A. Amusing Joke
time limit per test
2 seconds
memory limit per test
256 megabytes
input
standard input
output
standard output
So, the New Year holidays are over. Santa Claus and his colleagues can take a rest and have guests at last. When two “New Year and Christmas Men” meet, thear assistants cut out of cardboard the letters from the guest’s name and the host’s name in honor of this event. Then the hung the letters above the main entrance. One night, when everyone went to bed, someone took all the letters of our characters’ names. Then he may have shuffled the letters and put them in one pile in front of the door.
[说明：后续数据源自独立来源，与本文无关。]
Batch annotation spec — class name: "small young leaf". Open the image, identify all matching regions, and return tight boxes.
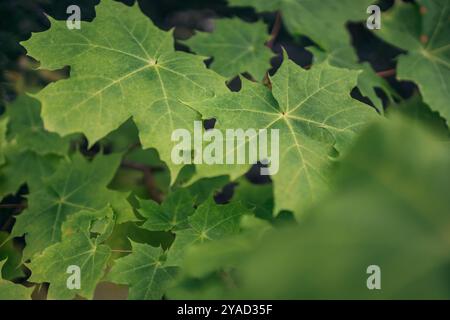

The next morning it was impossible to find the culprit who had made the disorder. But everybody wondered whether it is possible to restore the names of the host and his guests from the letters lying at the door? That is, we need to verify that there are no extra letters, and that nobody will need to cut more letters.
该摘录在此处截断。